WRITING PLAYS AND WRITING SURVEYS

Most of my working life I wrote surveys. Telephone surveys, mailed questionnaires, focus group scripts, Yatta Yatta Yatta. This taught me my way around dialogue. Questions had to be clear and concise, understandable and in the right order, and the responses to the questions had to be so that I could tell what the respondent meant by what they said or wrote. No “When did you stop beating your wife” type questions.  Follow-up questions had to be written right and placed appropriately. I had to train interviewers on how to read these questions to potential respondents over the phone. And I had to be able to analyze these data so I could answer the questions the client needed answers to.   

Another example: “Do you own your residence or do you rent it.” You could answer this question yes if you owned your home and had renters. Trying to interpret ambiguous data is like death.  
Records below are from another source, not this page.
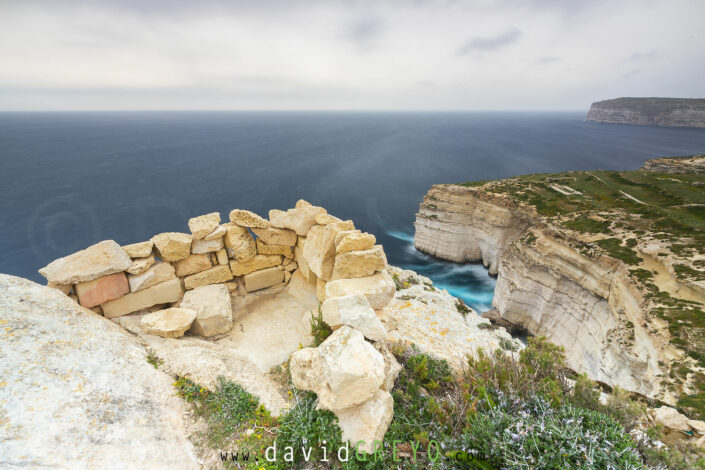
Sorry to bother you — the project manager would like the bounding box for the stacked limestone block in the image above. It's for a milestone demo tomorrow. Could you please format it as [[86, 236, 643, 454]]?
[[39, 200, 400, 451]]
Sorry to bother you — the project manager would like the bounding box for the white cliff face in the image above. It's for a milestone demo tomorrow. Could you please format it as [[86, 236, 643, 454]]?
[[415, 185, 673, 401], [414, 184, 538, 274], [493, 229, 663, 396]]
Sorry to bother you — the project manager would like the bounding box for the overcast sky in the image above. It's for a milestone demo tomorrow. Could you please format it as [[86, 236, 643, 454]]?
[[0, 0, 705, 110]]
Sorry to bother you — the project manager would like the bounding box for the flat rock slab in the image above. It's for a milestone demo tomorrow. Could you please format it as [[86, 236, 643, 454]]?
[[0, 274, 199, 470], [39, 240, 132, 284]]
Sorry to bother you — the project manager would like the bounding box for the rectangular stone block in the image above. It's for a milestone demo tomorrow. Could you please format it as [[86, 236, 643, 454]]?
[[174, 254, 213, 277], [244, 267, 284, 292], [230, 255, 283, 276], [257, 239, 294, 258], [184, 266, 233, 289], [74, 273, 130, 308], [101, 278, 184, 318]]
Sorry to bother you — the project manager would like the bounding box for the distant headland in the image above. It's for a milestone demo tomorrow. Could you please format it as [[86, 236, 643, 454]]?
[[586, 98, 705, 128]]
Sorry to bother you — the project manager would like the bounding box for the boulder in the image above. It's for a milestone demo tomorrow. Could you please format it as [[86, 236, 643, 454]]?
[[326, 270, 396, 310], [203, 225, 226, 240], [122, 240, 154, 258], [180, 284, 233, 338], [335, 390, 394, 454], [335, 232, 377, 254], [332, 246, 387, 280], [127, 261, 176, 292], [39, 240, 132, 284], [127, 256, 154, 274], [230, 209, 269, 228], [252, 227, 297, 246], [230, 255, 282, 276], [152, 232, 191, 263], [74, 273, 130, 308], [257, 240, 294, 258], [224, 224, 257, 261], [0, 274, 199, 470], [101, 278, 184, 318], [191, 238, 223, 255], [174, 254, 213, 277], [215, 248, 229, 266], [321, 294, 387, 341], [141, 308, 196, 338], [244, 267, 284, 292], [303, 221, 355, 281], [374, 341, 401, 392], [290, 326, 384, 411], [188, 212, 220, 240], [184, 266, 233, 290], [269, 203, 326, 236], [316, 214, 342, 225]]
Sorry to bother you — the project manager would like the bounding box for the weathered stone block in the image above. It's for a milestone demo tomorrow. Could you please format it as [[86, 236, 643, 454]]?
[[184, 266, 233, 290], [74, 273, 130, 308], [101, 278, 184, 318]]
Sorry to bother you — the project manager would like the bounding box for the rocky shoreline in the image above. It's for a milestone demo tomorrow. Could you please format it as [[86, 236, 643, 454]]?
[[585, 98, 705, 129]]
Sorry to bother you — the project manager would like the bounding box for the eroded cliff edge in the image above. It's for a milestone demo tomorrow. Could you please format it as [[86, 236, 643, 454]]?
[[415, 159, 705, 414], [585, 98, 705, 128]]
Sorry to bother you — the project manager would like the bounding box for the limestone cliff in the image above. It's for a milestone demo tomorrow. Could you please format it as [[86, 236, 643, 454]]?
[[415, 162, 705, 413], [586, 98, 705, 128]]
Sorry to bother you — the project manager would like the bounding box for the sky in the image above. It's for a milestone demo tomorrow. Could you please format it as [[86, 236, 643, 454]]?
[[0, 0, 705, 111]]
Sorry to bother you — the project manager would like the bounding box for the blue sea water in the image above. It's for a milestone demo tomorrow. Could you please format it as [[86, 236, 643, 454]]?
[[0, 112, 705, 311]]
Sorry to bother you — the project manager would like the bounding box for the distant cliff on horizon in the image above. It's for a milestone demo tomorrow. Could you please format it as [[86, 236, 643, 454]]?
[[586, 98, 705, 128]]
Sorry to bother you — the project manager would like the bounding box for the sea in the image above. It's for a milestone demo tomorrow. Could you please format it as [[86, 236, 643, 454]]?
[[0, 112, 705, 312]]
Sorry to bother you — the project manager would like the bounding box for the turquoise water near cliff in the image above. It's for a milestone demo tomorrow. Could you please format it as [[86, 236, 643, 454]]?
[[0, 112, 705, 311]]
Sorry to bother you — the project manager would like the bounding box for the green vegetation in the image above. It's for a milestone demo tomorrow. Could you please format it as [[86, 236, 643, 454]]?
[[310, 304, 333, 348], [174, 338, 705, 469]]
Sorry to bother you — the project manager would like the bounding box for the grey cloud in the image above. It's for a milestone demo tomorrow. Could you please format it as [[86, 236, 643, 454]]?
[[458, 28, 522, 55]]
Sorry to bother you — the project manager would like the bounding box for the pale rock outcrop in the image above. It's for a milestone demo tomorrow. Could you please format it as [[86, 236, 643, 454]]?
[[188, 212, 220, 241], [74, 273, 130, 308], [325, 270, 396, 310], [303, 221, 355, 281], [244, 267, 284, 292], [335, 232, 377, 254], [0, 274, 199, 470], [184, 265, 233, 290], [125, 255, 154, 274], [224, 224, 257, 261], [335, 390, 394, 453], [101, 279, 184, 318], [257, 240, 294, 258], [269, 205, 326, 236], [127, 261, 176, 292], [332, 244, 387, 280], [122, 240, 154, 258], [321, 294, 387, 341], [152, 232, 191, 263], [203, 225, 226, 240], [191, 238, 224, 255], [252, 227, 297, 246], [380, 266, 523, 373], [142, 308, 196, 338], [374, 341, 401, 392], [39, 240, 132, 284], [414, 184, 539, 274], [230, 209, 269, 228], [290, 326, 384, 411], [230, 255, 282, 276], [179, 284, 233, 338], [316, 213, 342, 225]]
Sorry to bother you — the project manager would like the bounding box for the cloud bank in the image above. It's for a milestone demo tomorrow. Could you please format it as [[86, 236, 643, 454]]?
[[0, 0, 705, 110]]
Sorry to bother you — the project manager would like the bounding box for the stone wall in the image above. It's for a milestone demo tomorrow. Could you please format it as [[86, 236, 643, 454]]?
[[39, 200, 401, 451]]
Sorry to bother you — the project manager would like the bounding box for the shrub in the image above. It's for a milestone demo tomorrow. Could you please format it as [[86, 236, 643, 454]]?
[[310, 304, 333, 348]]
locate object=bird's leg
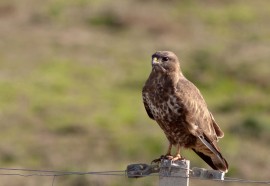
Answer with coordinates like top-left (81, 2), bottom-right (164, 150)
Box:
top-left (152, 143), bottom-right (173, 163)
top-left (165, 143), bottom-right (173, 159)
top-left (172, 144), bottom-right (185, 161)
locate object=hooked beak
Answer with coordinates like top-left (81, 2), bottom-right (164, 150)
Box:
top-left (152, 57), bottom-right (166, 72)
top-left (152, 57), bottom-right (159, 65)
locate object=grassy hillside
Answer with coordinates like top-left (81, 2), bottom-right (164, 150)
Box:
top-left (0, 0), bottom-right (270, 186)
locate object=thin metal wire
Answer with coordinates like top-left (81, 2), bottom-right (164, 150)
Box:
top-left (0, 167), bottom-right (270, 186)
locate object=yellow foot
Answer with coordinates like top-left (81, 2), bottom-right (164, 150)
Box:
top-left (151, 154), bottom-right (173, 163)
top-left (171, 154), bottom-right (185, 161)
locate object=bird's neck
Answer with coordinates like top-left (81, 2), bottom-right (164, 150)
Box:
top-left (151, 71), bottom-right (183, 86)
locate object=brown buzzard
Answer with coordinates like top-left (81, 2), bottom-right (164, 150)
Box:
top-left (142, 51), bottom-right (228, 172)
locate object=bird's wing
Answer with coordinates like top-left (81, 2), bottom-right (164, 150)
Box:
top-left (177, 78), bottom-right (223, 142)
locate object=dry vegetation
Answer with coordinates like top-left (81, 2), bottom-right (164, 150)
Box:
top-left (0, 0), bottom-right (270, 186)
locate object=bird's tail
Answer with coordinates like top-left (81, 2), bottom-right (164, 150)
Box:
top-left (192, 149), bottom-right (228, 173)
top-left (193, 136), bottom-right (228, 172)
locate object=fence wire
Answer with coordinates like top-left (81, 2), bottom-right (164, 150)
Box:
top-left (0, 167), bottom-right (270, 186)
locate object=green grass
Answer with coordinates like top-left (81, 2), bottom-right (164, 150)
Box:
top-left (0, 0), bottom-right (270, 186)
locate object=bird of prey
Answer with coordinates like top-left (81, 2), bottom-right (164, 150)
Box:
top-left (142, 51), bottom-right (228, 172)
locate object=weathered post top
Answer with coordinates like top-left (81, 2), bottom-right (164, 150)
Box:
top-left (159, 159), bottom-right (190, 186)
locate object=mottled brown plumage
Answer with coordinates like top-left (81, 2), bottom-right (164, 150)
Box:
top-left (142, 51), bottom-right (228, 172)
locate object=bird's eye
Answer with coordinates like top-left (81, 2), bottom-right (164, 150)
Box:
top-left (162, 57), bottom-right (169, 62)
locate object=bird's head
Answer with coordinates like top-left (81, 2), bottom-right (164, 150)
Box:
top-left (152, 51), bottom-right (180, 73)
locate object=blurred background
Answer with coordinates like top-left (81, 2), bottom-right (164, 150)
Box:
top-left (0, 0), bottom-right (270, 186)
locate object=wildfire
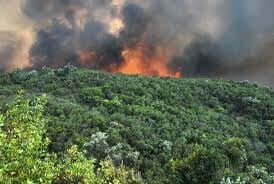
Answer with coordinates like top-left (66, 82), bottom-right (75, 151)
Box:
top-left (112, 48), bottom-right (182, 78)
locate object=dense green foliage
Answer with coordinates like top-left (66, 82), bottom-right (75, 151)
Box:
top-left (0, 96), bottom-right (141, 184)
top-left (0, 66), bottom-right (274, 184)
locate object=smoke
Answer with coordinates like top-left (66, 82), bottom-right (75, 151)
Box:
top-left (0, 0), bottom-right (274, 84)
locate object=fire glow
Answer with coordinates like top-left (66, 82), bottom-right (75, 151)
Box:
top-left (112, 48), bottom-right (182, 78)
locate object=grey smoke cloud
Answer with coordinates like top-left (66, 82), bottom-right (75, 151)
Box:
top-left (0, 0), bottom-right (274, 84)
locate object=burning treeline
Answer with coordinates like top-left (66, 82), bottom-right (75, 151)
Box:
top-left (0, 0), bottom-right (274, 82)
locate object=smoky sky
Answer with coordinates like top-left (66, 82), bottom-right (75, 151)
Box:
top-left (0, 0), bottom-right (274, 84)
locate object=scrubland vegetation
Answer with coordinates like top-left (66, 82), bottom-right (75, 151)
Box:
top-left (0, 65), bottom-right (274, 184)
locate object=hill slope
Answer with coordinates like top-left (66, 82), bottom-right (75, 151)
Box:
top-left (0, 66), bottom-right (274, 183)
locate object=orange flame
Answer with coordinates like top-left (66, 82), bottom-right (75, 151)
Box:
top-left (112, 47), bottom-right (182, 78)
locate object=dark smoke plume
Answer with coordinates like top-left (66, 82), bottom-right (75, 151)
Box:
top-left (0, 0), bottom-right (274, 84)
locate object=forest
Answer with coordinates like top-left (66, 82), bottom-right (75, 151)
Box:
top-left (0, 65), bottom-right (274, 184)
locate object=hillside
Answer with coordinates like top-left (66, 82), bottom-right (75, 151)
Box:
top-left (0, 66), bottom-right (274, 184)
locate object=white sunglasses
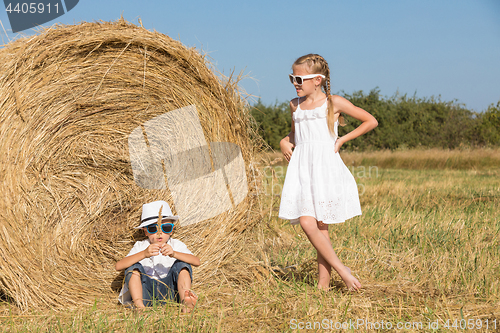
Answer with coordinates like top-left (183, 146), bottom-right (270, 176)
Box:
top-left (288, 74), bottom-right (325, 86)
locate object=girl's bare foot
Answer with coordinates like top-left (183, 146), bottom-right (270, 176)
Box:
top-left (340, 266), bottom-right (361, 291)
top-left (182, 290), bottom-right (198, 313)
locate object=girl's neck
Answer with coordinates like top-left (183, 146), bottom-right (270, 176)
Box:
top-left (299, 90), bottom-right (326, 105)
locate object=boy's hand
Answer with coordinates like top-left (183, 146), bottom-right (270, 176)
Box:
top-left (144, 244), bottom-right (160, 258)
top-left (161, 244), bottom-right (174, 257)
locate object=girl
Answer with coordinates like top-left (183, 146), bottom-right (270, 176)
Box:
top-left (279, 54), bottom-right (378, 290)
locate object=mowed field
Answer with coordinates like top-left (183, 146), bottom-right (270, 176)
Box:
top-left (0, 149), bottom-right (500, 332)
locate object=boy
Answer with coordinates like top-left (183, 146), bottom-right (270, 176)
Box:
top-left (115, 201), bottom-right (200, 312)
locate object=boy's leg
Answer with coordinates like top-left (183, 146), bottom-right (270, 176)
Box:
top-left (159, 260), bottom-right (198, 312)
top-left (177, 268), bottom-right (198, 313)
top-left (125, 263), bottom-right (151, 309)
top-left (128, 269), bottom-right (145, 309)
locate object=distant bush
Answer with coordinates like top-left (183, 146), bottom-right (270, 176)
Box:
top-left (251, 99), bottom-right (292, 150)
top-left (252, 89), bottom-right (500, 150)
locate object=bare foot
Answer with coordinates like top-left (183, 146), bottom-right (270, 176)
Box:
top-left (182, 290), bottom-right (198, 313)
top-left (318, 283), bottom-right (330, 291)
top-left (340, 266), bottom-right (361, 291)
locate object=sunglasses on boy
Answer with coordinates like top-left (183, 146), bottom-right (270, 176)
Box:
top-left (288, 74), bottom-right (325, 86)
top-left (146, 223), bottom-right (174, 234)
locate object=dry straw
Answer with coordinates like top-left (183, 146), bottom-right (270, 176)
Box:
top-left (0, 19), bottom-right (262, 309)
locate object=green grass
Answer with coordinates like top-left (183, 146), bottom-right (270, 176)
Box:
top-left (0, 152), bottom-right (500, 332)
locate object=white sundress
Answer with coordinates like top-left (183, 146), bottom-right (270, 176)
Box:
top-left (279, 97), bottom-right (361, 224)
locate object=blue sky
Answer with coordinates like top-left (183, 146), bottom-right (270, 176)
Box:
top-left (0, 0), bottom-right (500, 111)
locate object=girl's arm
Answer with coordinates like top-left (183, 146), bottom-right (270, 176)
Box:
top-left (280, 99), bottom-right (297, 162)
top-left (330, 95), bottom-right (378, 153)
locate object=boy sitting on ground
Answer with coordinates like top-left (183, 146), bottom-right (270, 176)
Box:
top-left (115, 201), bottom-right (200, 312)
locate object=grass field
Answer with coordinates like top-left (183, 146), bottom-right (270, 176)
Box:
top-left (0, 149), bottom-right (500, 332)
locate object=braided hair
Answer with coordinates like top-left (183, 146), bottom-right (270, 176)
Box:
top-left (292, 53), bottom-right (346, 135)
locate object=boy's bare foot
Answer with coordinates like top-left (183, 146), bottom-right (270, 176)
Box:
top-left (182, 290), bottom-right (198, 313)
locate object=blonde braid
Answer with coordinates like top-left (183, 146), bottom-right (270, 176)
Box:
top-left (292, 53), bottom-right (345, 135)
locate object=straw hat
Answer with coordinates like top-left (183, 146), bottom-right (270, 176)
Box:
top-left (135, 200), bottom-right (179, 229)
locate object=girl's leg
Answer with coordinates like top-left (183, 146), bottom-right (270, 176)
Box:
top-left (299, 216), bottom-right (361, 290)
top-left (317, 221), bottom-right (332, 290)
top-left (177, 268), bottom-right (198, 312)
top-left (128, 270), bottom-right (145, 309)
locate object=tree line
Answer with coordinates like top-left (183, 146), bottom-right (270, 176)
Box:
top-left (251, 89), bottom-right (500, 150)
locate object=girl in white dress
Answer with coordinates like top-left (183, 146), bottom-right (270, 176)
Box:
top-left (279, 54), bottom-right (378, 290)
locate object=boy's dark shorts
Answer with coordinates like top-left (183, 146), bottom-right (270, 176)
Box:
top-left (125, 260), bottom-right (193, 306)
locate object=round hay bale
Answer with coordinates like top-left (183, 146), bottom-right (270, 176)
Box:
top-left (0, 20), bottom-right (255, 309)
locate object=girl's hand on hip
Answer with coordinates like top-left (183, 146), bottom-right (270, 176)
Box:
top-left (280, 140), bottom-right (295, 162)
top-left (335, 138), bottom-right (344, 153)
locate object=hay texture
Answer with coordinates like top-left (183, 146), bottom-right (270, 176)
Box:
top-left (0, 20), bottom-right (255, 309)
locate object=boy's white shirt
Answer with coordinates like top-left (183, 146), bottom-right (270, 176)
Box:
top-left (118, 238), bottom-right (193, 304)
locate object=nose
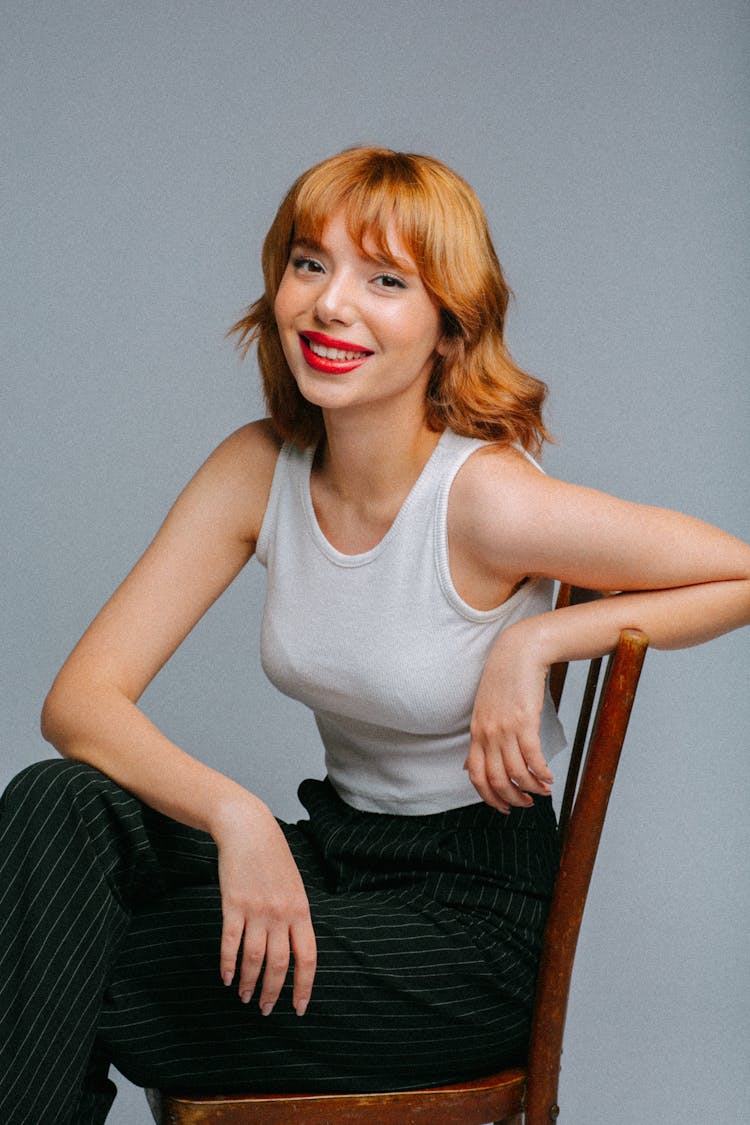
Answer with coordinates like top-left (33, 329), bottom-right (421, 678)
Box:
top-left (313, 270), bottom-right (356, 324)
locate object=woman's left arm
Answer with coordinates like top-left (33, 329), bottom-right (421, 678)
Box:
top-left (461, 451), bottom-right (750, 811)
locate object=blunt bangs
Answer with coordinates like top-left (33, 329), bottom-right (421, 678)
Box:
top-left (231, 147), bottom-right (550, 451)
top-left (291, 150), bottom-right (430, 273)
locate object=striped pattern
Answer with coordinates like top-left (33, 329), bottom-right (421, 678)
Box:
top-left (0, 761), bottom-right (557, 1125)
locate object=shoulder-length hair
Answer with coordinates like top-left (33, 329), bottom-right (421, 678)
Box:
top-left (229, 147), bottom-right (550, 452)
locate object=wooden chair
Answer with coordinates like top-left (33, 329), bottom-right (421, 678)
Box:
top-left (146, 586), bottom-right (648, 1125)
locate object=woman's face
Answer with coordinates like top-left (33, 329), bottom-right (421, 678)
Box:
top-left (274, 213), bottom-right (441, 423)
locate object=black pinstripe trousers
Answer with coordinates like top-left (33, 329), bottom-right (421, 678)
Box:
top-left (0, 761), bottom-right (557, 1125)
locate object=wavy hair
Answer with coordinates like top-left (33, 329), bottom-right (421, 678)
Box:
top-left (228, 147), bottom-right (550, 452)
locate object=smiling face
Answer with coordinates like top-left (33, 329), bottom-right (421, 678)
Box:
top-left (273, 212), bottom-right (441, 423)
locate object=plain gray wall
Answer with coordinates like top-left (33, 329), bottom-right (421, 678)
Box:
top-left (0, 0), bottom-right (750, 1125)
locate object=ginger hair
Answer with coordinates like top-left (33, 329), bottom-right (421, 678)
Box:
top-left (229, 147), bottom-right (550, 452)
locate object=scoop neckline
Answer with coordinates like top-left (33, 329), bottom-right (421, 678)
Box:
top-left (301, 429), bottom-right (450, 567)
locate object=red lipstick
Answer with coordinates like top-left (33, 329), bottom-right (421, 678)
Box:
top-left (298, 332), bottom-right (372, 375)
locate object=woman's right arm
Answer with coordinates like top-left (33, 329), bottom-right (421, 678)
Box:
top-left (42, 422), bottom-right (315, 1015)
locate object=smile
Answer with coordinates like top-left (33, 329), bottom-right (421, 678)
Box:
top-left (299, 332), bottom-right (372, 374)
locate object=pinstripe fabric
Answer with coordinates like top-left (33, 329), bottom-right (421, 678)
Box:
top-left (0, 762), bottom-right (557, 1125)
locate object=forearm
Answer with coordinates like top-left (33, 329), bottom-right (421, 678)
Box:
top-left (517, 579), bottom-right (750, 667)
top-left (42, 683), bottom-right (270, 838)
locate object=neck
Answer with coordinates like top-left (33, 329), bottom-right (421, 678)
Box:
top-left (318, 412), bottom-right (440, 503)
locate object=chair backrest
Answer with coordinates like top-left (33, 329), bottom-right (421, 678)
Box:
top-left (147, 586), bottom-right (648, 1125)
top-left (525, 585), bottom-right (649, 1125)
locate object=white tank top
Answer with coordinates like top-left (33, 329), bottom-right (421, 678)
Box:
top-left (256, 430), bottom-right (564, 815)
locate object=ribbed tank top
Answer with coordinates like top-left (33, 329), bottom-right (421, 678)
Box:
top-left (256, 430), bottom-right (564, 815)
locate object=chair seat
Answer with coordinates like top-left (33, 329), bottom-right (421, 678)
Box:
top-left (146, 1069), bottom-right (526, 1125)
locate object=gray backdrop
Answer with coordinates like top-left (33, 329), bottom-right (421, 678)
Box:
top-left (0, 0), bottom-right (749, 1125)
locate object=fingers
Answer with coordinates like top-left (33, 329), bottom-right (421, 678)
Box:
top-left (466, 736), bottom-right (553, 813)
top-left (220, 910), bottom-right (317, 1016)
top-left (291, 917), bottom-right (317, 1016)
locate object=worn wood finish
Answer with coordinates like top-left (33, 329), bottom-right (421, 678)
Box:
top-left (146, 586), bottom-right (648, 1125)
top-left (148, 1069), bottom-right (526, 1125)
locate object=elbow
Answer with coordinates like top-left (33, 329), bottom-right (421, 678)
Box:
top-left (39, 675), bottom-right (84, 757)
top-left (39, 682), bottom-right (69, 754)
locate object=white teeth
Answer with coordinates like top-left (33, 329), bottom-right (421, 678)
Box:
top-left (307, 340), bottom-right (368, 362)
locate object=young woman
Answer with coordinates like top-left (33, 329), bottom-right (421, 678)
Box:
top-left (0, 149), bottom-right (750, 1125)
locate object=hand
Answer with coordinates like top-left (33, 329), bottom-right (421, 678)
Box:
top-left (214, 801), bottom-right (316, 1016)
top-left (464, 623), bottom-right (553, 812)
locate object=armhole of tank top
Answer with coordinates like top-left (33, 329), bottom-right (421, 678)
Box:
top-left (255, 442), bottom-right (291, 566)
top-left (435, 440), bottom-right (544, 624)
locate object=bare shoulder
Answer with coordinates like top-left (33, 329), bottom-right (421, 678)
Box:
top-left (449, 446), bottom-right (559, 542)
top-left (171, 419), bottom-right (282, 545)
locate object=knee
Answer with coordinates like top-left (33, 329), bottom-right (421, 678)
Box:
top-left (2, 758), bottom-right (109, 813)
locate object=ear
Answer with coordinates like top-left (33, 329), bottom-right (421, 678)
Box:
top-left (435, 333), bottom-right (450, 357)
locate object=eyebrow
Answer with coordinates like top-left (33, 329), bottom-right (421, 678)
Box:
top-left (289, 230), bottom-right (417, 273)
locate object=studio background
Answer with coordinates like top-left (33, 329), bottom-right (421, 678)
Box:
top-left (0, 0), bottom-right (750, 1125)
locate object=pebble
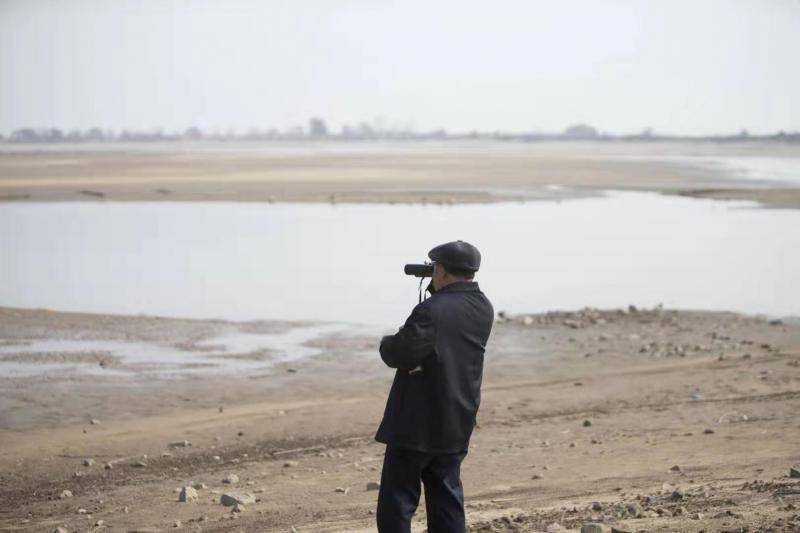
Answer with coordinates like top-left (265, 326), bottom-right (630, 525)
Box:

I used to respond to surveys even though as a professional in the field, I should have been ruled out. I simply lied when they asked me if I was a professional survey researcher, but I wanted to hear how they did it. One particularly stupid survey for a local hospital, the interviewer asked me, “How would you rate the food?” and then give me a one to five scale where 1 was excellent and 5 poor. I told her I’d never been to the hospital and therefore couldn’t answer. (True) She should have skipped me, but she didn’t and asked “If you had been to the hospital, how would you have rated the food?” I should have been what they called “screened” This really bad question has stayed with me. I don’t if the person who wrote the script messed up, or whether the interviewer wasn’t trained properly, or the interview made a mistake and misread the script.